On one level, it’s ridiculous. On another, is Harden a genius? Has he mastered the work-life balance by constantly working where he wants, when he wants, for the money he wants, and never spending a second anywhere he doesn’t want to play anymore?
The Ultimate Loud Quitter, James Harden.
5. Russell Westbrook is back with James Harden — again
The Thunder struggled to maintain balance with Harden and Westbrook, with Westbrook trying to drive through defenses like a muscle car through water barrels and Harden dissecting them with passing. Then Harden had Chris Paul shipped out (just as he had Dwight Howard moved on) in exchange for Westbrook.
Westbrook and Harden were fine in Houston. They went 44-28 in the COVID-shortened season before flaming out and being run over by the bigger Lakers in the playoffs.
But the fact that they wind up playing together repeatedly is pretty funny, especially given that both are primarily incalcitrant and stubborn about the way they play. Harden is going to play like Harden, and Westbrook is going to play like Westbrook, and we’re probably going to wonder why Paul George doesn’t get the ball more.
6. The Furkan Korkmaz Addendum
A questionable report surfaced that Korkmaz, who requested a trade last February, wanted to be in the deal and wasn't.
Korkmaz has wanted out of Philadelphia for years, but no one’s knocking down the door to acquire him. The fact that what feels like 18 players were moved in this deal, and Korkmaz wasn’t one of them, is amusing.

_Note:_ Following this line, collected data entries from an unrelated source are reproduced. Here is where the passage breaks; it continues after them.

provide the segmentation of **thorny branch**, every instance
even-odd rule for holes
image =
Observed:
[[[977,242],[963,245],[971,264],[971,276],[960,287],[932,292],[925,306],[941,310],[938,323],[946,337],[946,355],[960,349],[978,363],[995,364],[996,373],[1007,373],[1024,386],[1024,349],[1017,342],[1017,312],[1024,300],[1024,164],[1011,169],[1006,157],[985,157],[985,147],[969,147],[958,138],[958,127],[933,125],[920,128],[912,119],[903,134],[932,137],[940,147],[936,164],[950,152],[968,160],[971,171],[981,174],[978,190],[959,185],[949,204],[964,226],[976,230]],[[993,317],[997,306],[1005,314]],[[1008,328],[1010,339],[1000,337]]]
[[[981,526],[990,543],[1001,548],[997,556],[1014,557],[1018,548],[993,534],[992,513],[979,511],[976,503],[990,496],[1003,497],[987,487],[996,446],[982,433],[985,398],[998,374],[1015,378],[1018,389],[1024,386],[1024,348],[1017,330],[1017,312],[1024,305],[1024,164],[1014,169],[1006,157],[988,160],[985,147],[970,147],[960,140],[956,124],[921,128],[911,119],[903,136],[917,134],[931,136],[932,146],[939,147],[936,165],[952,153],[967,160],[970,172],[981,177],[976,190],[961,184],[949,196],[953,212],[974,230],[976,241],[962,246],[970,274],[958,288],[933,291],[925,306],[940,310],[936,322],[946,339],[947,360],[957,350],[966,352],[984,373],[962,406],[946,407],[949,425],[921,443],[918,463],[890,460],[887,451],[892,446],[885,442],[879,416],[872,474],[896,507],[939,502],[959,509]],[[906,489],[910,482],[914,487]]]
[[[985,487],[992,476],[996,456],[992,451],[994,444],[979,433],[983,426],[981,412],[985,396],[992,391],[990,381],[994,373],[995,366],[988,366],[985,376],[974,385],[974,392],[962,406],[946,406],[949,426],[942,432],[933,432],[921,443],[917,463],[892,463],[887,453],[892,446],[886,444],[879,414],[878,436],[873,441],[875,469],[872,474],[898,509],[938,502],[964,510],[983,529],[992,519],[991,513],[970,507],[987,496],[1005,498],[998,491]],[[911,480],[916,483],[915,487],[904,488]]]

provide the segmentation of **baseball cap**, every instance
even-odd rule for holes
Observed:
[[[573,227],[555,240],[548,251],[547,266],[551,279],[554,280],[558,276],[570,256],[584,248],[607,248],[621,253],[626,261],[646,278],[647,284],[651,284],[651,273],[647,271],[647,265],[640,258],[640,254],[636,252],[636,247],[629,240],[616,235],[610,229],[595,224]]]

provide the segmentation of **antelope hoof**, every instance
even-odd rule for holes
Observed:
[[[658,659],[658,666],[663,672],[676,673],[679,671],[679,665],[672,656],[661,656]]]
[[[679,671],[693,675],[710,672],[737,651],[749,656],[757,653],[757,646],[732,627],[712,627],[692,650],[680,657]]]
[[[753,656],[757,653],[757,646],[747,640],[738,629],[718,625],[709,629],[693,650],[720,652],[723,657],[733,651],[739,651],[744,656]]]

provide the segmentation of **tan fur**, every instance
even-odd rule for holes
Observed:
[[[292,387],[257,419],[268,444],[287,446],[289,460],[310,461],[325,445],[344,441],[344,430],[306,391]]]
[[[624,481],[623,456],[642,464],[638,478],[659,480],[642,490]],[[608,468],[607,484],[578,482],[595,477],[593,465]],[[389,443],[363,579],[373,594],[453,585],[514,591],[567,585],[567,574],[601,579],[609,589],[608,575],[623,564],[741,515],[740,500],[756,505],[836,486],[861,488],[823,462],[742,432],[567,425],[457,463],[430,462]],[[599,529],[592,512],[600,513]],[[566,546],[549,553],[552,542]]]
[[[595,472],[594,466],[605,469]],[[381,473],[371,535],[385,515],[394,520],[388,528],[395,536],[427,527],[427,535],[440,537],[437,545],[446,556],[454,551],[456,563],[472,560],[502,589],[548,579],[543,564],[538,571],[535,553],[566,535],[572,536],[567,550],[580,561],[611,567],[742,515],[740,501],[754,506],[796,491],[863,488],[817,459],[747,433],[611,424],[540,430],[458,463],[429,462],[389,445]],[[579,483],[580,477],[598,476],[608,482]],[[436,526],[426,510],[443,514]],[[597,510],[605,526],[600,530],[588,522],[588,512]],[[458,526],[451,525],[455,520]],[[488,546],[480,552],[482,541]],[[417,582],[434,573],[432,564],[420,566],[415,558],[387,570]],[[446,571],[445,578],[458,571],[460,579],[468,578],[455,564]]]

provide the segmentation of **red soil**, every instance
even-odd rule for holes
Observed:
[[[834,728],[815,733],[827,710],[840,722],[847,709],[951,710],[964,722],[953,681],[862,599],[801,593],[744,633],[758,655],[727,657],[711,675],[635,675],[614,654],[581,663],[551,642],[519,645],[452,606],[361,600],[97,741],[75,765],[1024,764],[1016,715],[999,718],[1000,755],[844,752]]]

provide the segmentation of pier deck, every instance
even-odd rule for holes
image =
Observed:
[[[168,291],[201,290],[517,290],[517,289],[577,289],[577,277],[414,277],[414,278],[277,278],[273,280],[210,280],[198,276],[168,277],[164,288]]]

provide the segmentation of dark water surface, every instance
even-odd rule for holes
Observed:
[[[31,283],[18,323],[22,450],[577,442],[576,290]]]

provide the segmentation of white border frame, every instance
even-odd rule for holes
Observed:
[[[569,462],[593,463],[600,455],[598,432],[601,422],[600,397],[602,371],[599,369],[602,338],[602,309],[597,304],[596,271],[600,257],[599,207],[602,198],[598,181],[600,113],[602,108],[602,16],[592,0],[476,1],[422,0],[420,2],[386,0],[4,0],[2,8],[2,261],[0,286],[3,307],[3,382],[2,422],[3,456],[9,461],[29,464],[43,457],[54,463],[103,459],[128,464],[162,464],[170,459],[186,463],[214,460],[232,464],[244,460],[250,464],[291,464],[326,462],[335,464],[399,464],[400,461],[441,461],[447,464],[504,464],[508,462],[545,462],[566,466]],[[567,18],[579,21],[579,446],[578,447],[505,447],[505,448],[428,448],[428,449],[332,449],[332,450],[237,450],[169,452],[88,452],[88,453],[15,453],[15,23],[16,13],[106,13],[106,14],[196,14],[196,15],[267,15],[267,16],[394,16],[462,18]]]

7. This could all end next year
George, Leonard, Westbrook and Harden are all unrestricted free agents. Now, George and Leonard have clarified that LA is where they want to be, and there’s no real reason to think they’ll sign elsewhere unless the team decides to go in a different direction. All four players are originally from California, a nice wrinkle.
But if things go badly, the possibility that they constantly liquidated and leveraged against their future to get a team that just up and left would be a fantastic failure, even if it would be pretty sad given what Clippers fans have endured.